Creative writing has helped a KwaZulu-Natal rural school go from a 37 percent matric pass rate in 2009 to a 90 percent success story in 2011.
And the other 10 percent of matrics who qualified to resit their exams are expected to pass when they write again in March, predicted one of their former teachers, Professor Dlamini of the Khulabebuka Secondary School, Umbumbulu.
He was addressing a media launch about the Dancing Pencils writing club at the school, saying that it had made an impact on the school’s matric pass rate.
Two matriculants, Nokhukhanya Ntombela, 21, who got three distinctions in the last matric exams and Sifiso Makhanya, 19, who got two, then read stories that they had written as a result of their membership of the club.
Both are orphans and have no money to further their education.
Their former teacher said the school was hoping to help them in some way.
Writer Felicity Keats – the powerhouse behind Dancing Pencils – recalled being approached by the school. It is in an area where there is no running water, where most households do not have electricity and there are gravel roads, she said.
“But pupils were thirsty for knowledge.”
Schools did not need fancy equipment to start Dancing Pencils: just “pencils and paper”.
And the stories that pupils write end up being published as books, which are then read by other children.
“Children read what children write and they can learn from each other,” Keats said.
Creative writing and seeing their work in print gives pupils self-esteem and confidence and inspires them. And it kept them in schools, Keats said.
Dancing Pencils aims to build a strong, literate sub-Saharan region and to unlock creativity.
It focuses on unlocking the right brain creativity and giving pupils the chance to develop their imaginative powers.
“The right brain gives people the ability to dream, to make a change in their lives,” Keats said.
Librarian Patricia Devenish, a Dancing Pencils mentor at the Open Air School in Durban, also explained: “Our education is very much left brain orientated… The non-verbal right brain has pictures and emotions and feelings that go deep down into the soul.
“It has melodies, it is filled with colours and tastes and a sense of touch.
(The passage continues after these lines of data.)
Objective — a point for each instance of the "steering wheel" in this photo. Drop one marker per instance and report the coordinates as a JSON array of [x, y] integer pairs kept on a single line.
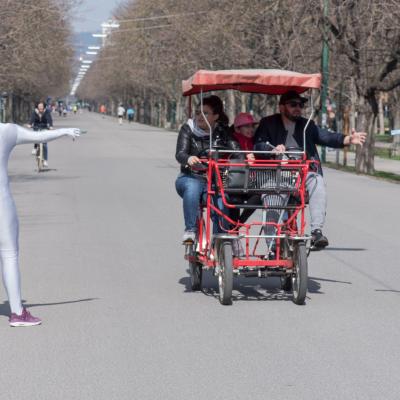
[[294, 156]]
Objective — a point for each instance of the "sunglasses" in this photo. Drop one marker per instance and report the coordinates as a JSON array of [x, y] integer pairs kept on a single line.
[[198, 112], [295, 104]]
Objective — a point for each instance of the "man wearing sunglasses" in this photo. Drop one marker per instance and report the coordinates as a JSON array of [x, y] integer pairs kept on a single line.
[[284, 131]]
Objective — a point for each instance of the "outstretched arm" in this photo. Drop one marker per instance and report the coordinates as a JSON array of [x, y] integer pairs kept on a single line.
[[25, 136]]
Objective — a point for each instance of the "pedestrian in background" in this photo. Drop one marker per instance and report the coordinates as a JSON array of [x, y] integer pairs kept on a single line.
[[121, 113], [130, 114]]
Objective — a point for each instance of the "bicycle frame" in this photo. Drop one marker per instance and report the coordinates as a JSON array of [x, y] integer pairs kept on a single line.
[[290, 230]]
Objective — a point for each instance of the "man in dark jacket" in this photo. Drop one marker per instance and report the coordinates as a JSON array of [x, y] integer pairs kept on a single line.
[[285, 130]]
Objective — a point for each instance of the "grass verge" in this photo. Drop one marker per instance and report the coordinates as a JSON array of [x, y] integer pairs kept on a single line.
[[387, 176]]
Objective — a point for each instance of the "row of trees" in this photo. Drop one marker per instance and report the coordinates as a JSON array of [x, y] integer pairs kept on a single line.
[[161, 42], [35, 52]]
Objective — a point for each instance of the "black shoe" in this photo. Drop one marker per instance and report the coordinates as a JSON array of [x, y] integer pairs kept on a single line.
[[318, 240]]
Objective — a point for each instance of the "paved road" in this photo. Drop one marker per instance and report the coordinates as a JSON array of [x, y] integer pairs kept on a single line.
[[381, 164], [102, 265]]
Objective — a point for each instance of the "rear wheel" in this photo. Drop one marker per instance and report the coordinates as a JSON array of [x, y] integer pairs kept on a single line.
[[195, 268], [196, 274], [225, 275], [286, 283], [300, 273]]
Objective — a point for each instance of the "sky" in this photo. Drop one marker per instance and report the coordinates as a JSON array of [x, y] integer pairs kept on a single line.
[[92, 13]]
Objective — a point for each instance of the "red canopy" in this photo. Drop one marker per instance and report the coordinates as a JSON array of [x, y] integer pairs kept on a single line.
[[268, 81]]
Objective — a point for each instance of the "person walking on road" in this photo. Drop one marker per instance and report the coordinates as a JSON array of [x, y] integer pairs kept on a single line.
[[121, 113], [103, 110], [130, 113], [284, 131], [41, 119], [10, 136]]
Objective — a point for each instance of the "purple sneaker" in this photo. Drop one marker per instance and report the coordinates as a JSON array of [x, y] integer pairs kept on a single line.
[[25, 319]]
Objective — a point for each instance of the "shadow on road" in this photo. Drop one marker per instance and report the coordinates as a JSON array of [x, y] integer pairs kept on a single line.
[[344, 249], [5, 307], [253, 289], [35, 176]]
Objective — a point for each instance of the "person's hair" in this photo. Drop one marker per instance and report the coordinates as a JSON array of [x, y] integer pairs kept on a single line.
[[215, 103]]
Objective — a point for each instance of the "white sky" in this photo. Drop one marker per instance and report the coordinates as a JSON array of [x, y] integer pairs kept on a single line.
[[92, 13]]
This is the stuff of which creative work is made.”
Keats, who has a niche publishing company which produces the books, has been running her project for 15 years and financing it herself.
When the KZN premier, Dr Zweli Mkhize, heard about Writing Pencils late last year, he promptly got his department’s priority projects team involved.
“You could not get better approval than the premier of the province,” Keats said.
Mkhize met Keats in Durban when she received the mayor’s Living Legends award for her work – and she then told him about the project.
As a result of his interest, 10 workshops have been held in several areas around the province which have resulted in clubs being formed in schools and books produced.
Mkhize goes to schools on his travels to read to pupils in between his official engagements.
The plan is to have 50 Dancing Pencils clubs in each of the 11 school districts.
Ntombifuthi Ndlovu, the manager of the premier’s priority projects, said that children whose books were published become popular at school for the right reasons and it encouraged other children to write their own stories.
“It suddenly becomes cool to be known as a reader and writer of books,” she said.
Veena Gangaram, a Dancing Pencils mentor at Parkvale Primary School in Newlands West, said the benefits of the project include creating future journalists and motivational speakers.
Allowing children the opportunity to be heard also picked up cases of child abuse, bullying and children with illnesses.
Keats hopes to one day get a big-name funder to take Dancing Pencils nationwide.
“It will take lots of money. We need the backing of someone like Oprah Winfrey or Bill Gates,” she said.
l There is also an adult club at the Bat Centre in Durban.